HESI LPN
HESI Fundamentals Test Bank
1. A nurse has an order to remove sutures from a client. After retrieving the suture remover kit and applying sterile gloves, which of the following actions should the nurse take next?
- A. Clean sutures along the incision site.
- B. Grasp the knot of the sutures with forceps.
- C. Cut the sutures close to the skin on one side.
- D. Pull out the sutures with forceps in one piece.
Correct answer: A
Rationale: The correct action for the nurse to take next after preparing the suture remover kit and applying sterile gloves is to clean sutures along the incision site. This step is crucial in preventing infection, which is the greatest risk to the client during suture removal. Cleaning the site helps minimize the risk of introducing microorganisms into the incision, reducing the chances of infection. Grasping at the knot of the sutures with forceps (Choice B) is incorrect as it does not address the need to clean the incision. Cutting the sutures close to the skin on one side (Choice C) or pulling out the sutures with forceps in one piece (Choice D) without proper cleaning can increase the risk of infection and should not be the next step in the process of suture removal.
2. A healthcare professional is collecting data to evaluate a middle adult's psychosocial development. The healthcare professional should expect middle adults to demonstrate which of the following developmental tasks? (Select ONE that does not apply.)
- A. Develop an acceptance of diminished strength and increased dependence on others.
- B. Spend time focusing on improving job performance.
- C. Welcome opportunities to be creative and productive.
- D. Commit to finding friendship and companionship.
Correct answer: A
Rationale: Middle adulthood is a stage where individuals typically focus on various developmental tasks. Option A is incorrect as middle adults do not necessarily develop an acceptance of diminished strength and increased dependence on others; they often strive to maintain independence. Option B is correct as middle adults are usually focused on improving job performance and advancing their careers. Option C is correct as middle adults tend to welcome opportunities to be creative and productive, engaging in new hobbies or projects. Option D is correct as middle adults often commit to finding friendship and companionship as they value social connections and support networks. Therefore, options B, C, and D are the expected developmental tasks for middle adults, making them the correct choices.
3. A client is being treated for pneumonia and is receiving intravenous antibiotics. The nurse notes that the client has developed a rash and is complaining of itching. Which of the following is the most appropriate initial nursing action?
- A. Administer diphenhydramine (Benadryl)
- B. Discontinue the antibiotic infusion
- C. Apply a cool compress to the rash
- D. Notify the healthcare provider
Correct answer: B
Rationale: The most appropriate initial nursing action when a client develops a rash and itching while receiving intravenous antibiotics is to discontinue the antibiotic infusion. This is crucial to prevent further allergic reactions. Administering diphenhydramine (Benadryl) (Choice A) can be considered after discontinuing the antibiotic infusion. Applying a cool compress to the rash (Choice C) may provide symptomatic relief but does not address the underlying cause. Notifying the healthcare provider (Choice D) is important but should come after discontinuing the antibiotic infusion to ensure the client's safety.
4. During a peripheral vascular assessment, a healthcare professional places the bell of the stethoscope on a client's neck and hears an audible vascular sound associated with turbulent blood flow.
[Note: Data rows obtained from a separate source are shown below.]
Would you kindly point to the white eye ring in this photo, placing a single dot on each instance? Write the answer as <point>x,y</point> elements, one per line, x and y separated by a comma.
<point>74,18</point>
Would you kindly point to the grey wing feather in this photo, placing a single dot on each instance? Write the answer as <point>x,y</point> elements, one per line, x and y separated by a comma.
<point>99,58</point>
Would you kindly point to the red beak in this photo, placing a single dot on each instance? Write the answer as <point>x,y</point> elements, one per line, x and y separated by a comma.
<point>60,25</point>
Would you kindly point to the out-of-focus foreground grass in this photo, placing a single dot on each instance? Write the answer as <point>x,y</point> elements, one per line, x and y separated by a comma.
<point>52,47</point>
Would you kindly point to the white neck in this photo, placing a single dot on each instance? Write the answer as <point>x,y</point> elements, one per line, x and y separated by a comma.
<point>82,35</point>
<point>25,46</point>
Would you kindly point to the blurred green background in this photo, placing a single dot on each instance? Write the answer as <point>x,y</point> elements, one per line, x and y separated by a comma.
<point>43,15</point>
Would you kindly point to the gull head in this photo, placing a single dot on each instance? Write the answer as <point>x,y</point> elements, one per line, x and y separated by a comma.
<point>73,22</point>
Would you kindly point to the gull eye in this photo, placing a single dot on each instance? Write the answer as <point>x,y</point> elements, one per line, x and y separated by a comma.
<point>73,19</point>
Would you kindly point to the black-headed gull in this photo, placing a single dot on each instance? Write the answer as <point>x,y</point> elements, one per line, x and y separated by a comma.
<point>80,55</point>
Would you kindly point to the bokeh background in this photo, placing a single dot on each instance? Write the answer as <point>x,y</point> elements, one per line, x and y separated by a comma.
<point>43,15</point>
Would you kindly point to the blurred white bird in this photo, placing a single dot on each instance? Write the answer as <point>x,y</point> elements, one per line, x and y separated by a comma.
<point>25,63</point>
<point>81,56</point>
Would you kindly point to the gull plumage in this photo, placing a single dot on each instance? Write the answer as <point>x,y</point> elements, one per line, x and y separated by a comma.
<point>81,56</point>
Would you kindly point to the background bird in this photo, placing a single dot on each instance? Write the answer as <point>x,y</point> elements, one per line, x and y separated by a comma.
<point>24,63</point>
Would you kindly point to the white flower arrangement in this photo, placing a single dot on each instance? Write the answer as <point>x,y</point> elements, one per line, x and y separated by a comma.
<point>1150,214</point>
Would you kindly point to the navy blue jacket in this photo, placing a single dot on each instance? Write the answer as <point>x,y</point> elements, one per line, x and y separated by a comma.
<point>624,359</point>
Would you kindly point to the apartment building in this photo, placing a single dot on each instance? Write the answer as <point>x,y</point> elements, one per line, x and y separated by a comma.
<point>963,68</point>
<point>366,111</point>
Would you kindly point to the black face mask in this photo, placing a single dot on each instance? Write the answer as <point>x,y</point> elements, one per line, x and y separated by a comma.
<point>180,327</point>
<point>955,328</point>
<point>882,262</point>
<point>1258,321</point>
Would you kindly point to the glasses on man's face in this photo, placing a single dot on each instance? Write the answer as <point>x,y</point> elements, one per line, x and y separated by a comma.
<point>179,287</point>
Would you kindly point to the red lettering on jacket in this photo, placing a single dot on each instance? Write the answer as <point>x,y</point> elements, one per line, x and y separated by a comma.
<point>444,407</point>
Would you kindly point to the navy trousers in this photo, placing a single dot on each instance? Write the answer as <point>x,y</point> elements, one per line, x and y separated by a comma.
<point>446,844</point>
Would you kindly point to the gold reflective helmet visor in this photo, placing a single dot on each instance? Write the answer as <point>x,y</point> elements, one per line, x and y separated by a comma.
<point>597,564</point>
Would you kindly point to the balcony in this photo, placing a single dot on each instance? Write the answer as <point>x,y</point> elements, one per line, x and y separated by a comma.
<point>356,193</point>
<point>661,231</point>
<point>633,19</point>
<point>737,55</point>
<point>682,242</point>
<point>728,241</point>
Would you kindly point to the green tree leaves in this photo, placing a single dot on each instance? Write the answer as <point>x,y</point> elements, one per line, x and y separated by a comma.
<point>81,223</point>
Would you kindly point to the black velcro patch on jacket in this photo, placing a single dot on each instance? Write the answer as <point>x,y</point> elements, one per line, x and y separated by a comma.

This sound indicates which of the following?
- A. Narrowed arterial lumen
- B. Distended jugular veins
- C. Impaired ventricular contraction
- D. Asynchronous closure of the aortic and pulmonic valve
Correct answer: A
Rationale: The correct answer is A: Narrowed arterial lumen. Arterial bruits are abnormal sounds caused by turbulent blood flow through narrowed or occluded arteries. This turbulent flow creates a blowing sound, which is heard as an arterial bruit. Distended jugular veins (choice B) are typically associated with venous issues, not arterial abnormalities. Impaired ventricular contraction (choice C) and asynchronous closure of the aortic and pulmonic valve (choice D) are not directly related to the audible vascular sound described in the scenario.
5. A client with a left leg cast is being taught how to use crutches. Which of the following statements should indicate to the nurse that the client understands the teaching?
- A. When descending stairs, I will first shift my weight to my right (unaffected) leg.
- B. I will use crutches to support my weight on my left leg.
- C. When ascending stairs, I will lead with my left leg.
- D. I will keep my crutches under my arms for support.
Correct answer: A
Rationale: The correct answer is A. Shifting weight to the unaffected leg when descending stairs is crucial for maintaining balance and safety. This technique helps prevent falls and distributes weight appropriately. Choices B, C, and D are incorrect because using crutches to support the weight on the injured leg, leading with the injured leg when ascending stairs, and keeping crutches under the arms are all potentially unsafe practices that could lead to further injury or accidents.